I have regretted ever since that at this juncture I came to and so failed to get the rest of it. I’ll bet that was a peach of a limerick. It started off so promisingly.
Chapter XXIII
Muckraking in Old Pompeii
It now devolves on me as a painful yet necessary duty to topple from its pedestal one of the most popular idols of legendary lore. I refer, I regret to say, to the widely famous Roman sentry of old Pompeii.
Personally I think there has been entirely too much of this sort of thing going on lately. Muckrakers, prying into the storied past, have destroyed one after another many of the pet characters in history. Thanks to their meddlesome activities we know that Paul Revere did not take any midnight ride. On the night in question he was laid up in bed with inflammatory rheumatism. What happened was that he told the news to Mrs. Revere as a secret, and she in strict confidence imparted it to the lady living next door; and from that point on the word traveled with the rapidity of wildfire.
Horatius never held the bridge; he just let the blamed thing go. The boy did not stand on the burning deck, whence all but him had fled; he was among the first in the lifeboats. That other boy —the Spartan youth—did not have his vitals gnawed by a fox; the Spartan youth had been eating wild grapes and washing them down with spring water. Hence that gnawing sensation of which so much mention has been made. Nobody hit Billy Patterson. He acquired his black eye in the same way in which all married men acquire a black eye—by running against a doorjamb while trying to find the ice-water pitcher in the dark. He said so himself the next day.
Even Barbara Frietchie is an exploded myth. She did not nail her country’s flag to the window casement. Being a female, she could not nail a flag or anything else to a window. In the first place, she would have used a wad of chewing gum and a couple of hairpins. In the second place, had she recklessly undertaken to nail up a flag with hammer and nails, she would never have been on hand at the psychological moment to invite Stonewall Jackson to shoot her old gray head. When General Jackson passed the house she would have been in the bathroom bathing her left thumb in witch-hazel.

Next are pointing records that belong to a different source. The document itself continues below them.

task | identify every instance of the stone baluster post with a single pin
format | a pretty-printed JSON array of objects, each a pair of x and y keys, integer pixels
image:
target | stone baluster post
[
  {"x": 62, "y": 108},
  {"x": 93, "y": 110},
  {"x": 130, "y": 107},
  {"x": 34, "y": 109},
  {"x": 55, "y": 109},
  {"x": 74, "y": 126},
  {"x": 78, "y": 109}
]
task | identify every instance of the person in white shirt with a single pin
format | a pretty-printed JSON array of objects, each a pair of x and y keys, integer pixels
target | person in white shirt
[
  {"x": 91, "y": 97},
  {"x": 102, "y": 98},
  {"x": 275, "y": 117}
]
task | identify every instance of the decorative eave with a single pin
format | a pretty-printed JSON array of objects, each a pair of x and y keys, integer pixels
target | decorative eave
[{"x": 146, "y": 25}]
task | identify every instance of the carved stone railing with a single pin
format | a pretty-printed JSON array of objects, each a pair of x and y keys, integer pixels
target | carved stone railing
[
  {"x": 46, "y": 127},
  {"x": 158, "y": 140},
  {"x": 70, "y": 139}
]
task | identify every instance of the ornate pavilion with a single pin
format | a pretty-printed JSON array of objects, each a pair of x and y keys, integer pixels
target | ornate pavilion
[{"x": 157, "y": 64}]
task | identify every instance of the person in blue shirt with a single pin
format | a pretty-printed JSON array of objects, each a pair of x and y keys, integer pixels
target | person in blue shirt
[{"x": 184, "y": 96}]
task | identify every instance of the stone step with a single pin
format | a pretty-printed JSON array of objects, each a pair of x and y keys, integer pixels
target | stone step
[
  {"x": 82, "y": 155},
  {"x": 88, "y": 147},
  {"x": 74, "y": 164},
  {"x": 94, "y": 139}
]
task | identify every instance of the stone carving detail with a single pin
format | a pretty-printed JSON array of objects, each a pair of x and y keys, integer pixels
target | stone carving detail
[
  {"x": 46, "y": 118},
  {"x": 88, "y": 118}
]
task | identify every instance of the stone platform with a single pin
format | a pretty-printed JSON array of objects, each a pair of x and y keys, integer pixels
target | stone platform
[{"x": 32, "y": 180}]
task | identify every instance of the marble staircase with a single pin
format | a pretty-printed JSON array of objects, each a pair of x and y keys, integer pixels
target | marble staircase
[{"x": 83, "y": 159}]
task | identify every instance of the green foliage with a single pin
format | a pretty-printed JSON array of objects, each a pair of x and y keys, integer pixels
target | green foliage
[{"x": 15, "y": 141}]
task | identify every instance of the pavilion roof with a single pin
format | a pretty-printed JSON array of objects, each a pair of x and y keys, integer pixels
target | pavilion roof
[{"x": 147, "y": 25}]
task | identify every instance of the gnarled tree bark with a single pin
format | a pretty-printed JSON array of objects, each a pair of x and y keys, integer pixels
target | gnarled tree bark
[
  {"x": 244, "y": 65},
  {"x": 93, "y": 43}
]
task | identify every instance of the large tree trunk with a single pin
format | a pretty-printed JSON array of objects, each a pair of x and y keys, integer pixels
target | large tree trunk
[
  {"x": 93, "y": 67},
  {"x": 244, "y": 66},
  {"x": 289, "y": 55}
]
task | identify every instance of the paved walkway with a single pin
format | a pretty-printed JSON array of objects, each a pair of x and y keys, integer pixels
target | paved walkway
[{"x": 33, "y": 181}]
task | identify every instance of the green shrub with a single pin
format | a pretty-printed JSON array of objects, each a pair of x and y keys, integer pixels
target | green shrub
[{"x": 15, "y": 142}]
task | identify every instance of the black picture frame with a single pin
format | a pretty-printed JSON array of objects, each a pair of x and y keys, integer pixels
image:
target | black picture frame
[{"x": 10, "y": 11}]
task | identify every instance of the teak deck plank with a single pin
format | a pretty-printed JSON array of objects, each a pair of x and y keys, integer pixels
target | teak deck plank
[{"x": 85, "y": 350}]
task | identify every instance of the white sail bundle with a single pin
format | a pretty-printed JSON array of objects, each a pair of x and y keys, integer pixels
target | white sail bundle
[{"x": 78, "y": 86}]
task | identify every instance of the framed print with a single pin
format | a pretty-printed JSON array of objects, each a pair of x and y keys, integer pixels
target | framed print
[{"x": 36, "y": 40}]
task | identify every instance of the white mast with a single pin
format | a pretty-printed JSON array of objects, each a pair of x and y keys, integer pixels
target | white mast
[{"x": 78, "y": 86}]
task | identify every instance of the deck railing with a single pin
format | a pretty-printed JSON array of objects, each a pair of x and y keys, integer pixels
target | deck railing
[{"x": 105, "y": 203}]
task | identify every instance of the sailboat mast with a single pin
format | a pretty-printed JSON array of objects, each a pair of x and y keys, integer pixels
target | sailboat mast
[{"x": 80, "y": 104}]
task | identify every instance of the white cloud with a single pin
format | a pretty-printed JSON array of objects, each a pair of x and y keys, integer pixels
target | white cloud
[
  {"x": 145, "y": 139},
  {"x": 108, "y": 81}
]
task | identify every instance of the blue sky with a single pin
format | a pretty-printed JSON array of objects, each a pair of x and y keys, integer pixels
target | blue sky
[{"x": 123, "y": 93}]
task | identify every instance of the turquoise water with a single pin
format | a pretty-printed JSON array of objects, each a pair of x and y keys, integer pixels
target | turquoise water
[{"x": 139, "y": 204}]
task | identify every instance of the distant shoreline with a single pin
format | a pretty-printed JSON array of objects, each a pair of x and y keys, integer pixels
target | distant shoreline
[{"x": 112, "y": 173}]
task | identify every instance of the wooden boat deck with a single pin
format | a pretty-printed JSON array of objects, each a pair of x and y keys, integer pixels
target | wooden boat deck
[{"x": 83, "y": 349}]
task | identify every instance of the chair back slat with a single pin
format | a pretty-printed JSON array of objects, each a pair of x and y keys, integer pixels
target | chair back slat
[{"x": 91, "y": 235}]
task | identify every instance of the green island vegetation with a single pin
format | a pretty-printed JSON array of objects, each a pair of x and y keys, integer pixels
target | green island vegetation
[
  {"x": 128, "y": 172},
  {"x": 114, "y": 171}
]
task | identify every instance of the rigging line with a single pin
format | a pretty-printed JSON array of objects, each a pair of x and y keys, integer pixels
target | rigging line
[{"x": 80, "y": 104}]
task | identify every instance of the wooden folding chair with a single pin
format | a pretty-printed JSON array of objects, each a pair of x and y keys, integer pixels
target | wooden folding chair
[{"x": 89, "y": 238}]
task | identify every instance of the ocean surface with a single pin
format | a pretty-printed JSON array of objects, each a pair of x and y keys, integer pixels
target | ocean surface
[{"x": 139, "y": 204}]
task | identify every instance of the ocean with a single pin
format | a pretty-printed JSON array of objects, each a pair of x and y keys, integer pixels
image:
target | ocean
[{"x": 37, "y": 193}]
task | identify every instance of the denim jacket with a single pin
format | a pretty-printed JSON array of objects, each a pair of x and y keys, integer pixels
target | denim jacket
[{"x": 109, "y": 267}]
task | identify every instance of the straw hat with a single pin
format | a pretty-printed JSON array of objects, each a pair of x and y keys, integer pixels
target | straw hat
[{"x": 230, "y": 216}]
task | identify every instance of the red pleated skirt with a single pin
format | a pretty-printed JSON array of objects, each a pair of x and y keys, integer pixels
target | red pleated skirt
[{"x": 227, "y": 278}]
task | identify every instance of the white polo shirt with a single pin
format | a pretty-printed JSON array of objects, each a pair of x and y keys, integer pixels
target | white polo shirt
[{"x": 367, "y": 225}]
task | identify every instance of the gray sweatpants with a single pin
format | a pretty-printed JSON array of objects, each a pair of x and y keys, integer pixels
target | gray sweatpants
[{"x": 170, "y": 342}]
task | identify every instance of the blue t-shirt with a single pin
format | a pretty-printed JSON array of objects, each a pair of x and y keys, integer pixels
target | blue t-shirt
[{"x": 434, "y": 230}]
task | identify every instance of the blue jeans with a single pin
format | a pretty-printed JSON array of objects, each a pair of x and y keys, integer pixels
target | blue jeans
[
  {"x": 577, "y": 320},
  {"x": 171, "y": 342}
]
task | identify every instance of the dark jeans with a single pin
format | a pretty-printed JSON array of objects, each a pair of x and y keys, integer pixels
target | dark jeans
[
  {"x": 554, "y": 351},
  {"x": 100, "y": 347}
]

Furthermore, she did not have any old gray head. At the time of the Confederate invasion of Maryland she was only seventeen years old—some authorities say only seven—and a pronounced blonde. Also, she did not live in Frederick; and even if she did live there, on the occasion when the troops went through she was in Baltimore visiting a school friend. Finally, Frederick does not stand where it stood in the sixties. The cyclone of 1884 moved it three miles back into the country and twisted the streets round in such a manner as to confuse even lifelong residents. These facts have repeatedly been proved by volunteer investigators and are not to be gainsaid.